I'm still trying to figure out what you mean when you say "valid." Do you maybe mean that you are looking for results that are "statiscially significant"?
Or are you trying to make your graph look like a normal distribution? You can't force your data to be normal. You can sometimes manipulate it a bit to make it look more normal, but you don't change the data to do that. Yeah, worldwide the relationship between a child's height and weight is probably normally distributed. But that doesn't mean your population of 5,000 is normally distributed or that your sample of that 5,000 is normally distributed. Your results aren't wrong just because they aren't normally distributed.
The results you have are the results you have. The shape of your histogram or scatterplot is not going to change if you copy your existing results five times over. When you say you "duplicated" the data, what you really did was (essentially) falsify your data. You didn't really sample 500 children, so 4/5 of your data is made up. You don't want to report that.

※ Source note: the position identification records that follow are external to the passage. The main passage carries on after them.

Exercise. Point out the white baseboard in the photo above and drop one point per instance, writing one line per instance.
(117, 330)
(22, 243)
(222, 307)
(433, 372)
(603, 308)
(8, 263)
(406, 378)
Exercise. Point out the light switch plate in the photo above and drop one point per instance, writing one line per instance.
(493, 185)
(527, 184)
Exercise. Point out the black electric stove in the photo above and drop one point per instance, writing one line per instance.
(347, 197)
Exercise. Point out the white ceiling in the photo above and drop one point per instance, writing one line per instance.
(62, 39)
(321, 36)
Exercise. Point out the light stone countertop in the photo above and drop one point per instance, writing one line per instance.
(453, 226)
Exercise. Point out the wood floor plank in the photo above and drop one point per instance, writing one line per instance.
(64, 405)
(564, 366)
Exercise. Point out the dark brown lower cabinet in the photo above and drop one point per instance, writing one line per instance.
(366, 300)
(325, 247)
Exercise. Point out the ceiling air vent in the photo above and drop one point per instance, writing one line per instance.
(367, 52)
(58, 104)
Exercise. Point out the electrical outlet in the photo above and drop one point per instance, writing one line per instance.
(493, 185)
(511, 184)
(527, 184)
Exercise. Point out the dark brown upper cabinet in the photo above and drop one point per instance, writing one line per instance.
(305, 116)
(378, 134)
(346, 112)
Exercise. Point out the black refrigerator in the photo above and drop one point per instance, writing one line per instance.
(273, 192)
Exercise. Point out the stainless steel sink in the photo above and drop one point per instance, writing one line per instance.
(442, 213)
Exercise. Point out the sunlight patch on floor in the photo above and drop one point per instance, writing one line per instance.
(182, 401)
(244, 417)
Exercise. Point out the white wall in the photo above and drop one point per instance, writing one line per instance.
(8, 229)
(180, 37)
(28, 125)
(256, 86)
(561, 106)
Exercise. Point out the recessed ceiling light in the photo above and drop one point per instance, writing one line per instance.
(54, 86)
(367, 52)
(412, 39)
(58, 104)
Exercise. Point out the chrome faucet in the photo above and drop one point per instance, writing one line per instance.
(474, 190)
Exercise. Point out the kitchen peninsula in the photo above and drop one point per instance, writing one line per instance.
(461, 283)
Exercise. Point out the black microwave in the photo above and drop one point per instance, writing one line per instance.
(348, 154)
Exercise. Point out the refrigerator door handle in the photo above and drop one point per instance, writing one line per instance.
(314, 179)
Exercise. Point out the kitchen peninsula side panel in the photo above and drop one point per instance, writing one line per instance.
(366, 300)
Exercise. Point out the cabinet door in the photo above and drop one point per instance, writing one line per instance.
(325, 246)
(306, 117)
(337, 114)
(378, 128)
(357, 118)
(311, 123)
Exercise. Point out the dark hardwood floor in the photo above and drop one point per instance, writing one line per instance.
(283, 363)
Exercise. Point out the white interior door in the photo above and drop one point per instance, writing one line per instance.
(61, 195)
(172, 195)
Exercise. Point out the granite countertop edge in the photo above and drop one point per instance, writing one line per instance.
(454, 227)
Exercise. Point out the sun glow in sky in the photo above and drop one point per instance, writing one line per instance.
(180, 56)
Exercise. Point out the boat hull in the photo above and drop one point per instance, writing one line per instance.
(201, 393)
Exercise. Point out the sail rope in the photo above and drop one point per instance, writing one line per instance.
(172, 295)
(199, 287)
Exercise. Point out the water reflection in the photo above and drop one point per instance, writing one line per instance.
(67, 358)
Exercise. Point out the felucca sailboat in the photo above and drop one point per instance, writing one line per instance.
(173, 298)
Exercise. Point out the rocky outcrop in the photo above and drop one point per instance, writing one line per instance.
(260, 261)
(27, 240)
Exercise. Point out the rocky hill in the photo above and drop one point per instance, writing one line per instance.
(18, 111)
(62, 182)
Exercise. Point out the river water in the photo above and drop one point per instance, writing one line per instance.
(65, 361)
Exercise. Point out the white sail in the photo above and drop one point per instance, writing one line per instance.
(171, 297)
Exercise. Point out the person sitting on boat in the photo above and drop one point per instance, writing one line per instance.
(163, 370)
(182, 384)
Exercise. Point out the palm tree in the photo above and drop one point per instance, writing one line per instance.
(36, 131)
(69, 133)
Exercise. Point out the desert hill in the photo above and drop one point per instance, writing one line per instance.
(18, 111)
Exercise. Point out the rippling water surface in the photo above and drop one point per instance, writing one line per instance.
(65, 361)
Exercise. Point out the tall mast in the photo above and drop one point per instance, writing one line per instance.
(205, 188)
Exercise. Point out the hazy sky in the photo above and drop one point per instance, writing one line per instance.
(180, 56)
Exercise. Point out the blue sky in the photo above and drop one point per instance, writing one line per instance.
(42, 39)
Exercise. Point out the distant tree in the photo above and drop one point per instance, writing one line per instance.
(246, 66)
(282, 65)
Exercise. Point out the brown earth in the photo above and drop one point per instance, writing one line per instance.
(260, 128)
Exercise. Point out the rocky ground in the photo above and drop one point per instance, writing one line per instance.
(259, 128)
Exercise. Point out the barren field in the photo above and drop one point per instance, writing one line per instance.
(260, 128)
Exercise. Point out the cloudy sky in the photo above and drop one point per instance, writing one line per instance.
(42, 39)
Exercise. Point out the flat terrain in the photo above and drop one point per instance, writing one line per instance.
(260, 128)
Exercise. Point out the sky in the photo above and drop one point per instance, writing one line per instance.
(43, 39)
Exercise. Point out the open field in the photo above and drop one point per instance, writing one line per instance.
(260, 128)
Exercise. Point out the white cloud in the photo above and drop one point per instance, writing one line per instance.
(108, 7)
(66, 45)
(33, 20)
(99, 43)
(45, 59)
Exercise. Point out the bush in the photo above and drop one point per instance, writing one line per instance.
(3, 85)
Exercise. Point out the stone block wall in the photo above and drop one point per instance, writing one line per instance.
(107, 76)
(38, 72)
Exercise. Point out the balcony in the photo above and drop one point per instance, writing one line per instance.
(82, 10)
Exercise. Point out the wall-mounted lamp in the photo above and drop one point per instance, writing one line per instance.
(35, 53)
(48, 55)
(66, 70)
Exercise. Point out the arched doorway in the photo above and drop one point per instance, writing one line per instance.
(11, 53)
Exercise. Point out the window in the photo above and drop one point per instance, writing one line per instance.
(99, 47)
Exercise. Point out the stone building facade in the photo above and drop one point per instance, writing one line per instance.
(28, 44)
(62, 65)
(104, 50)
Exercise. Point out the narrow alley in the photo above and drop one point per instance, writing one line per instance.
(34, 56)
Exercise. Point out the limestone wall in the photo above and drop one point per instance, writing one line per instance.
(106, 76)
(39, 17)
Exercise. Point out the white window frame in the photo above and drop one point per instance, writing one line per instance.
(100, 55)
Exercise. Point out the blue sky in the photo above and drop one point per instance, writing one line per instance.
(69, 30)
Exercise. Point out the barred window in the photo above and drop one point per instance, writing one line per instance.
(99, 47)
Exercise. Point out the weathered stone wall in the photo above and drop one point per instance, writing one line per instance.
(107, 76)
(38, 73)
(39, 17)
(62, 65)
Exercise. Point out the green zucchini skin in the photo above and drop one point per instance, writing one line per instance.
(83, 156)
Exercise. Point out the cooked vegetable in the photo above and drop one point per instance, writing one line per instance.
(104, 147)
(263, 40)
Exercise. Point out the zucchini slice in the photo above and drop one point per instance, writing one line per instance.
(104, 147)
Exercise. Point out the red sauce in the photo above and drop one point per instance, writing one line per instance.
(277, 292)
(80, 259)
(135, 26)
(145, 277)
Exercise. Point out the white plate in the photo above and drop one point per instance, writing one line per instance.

There is no magic number of how many cases you are supposed to have. The sample size you need to collect is determined by the size of the entire population and how accurate you want to be. The less accurate you need to be, the fewer samples you need to take. But those samples need to be properly selected following the correct sampling procedure for your experiment/investigation. Otherwise, you can't say the sample represents the bigger group.
You have a set of results. Those are your results. More data may change those results, but those data don't exist yet. You report on what you have, not what you think you're going to get in the future.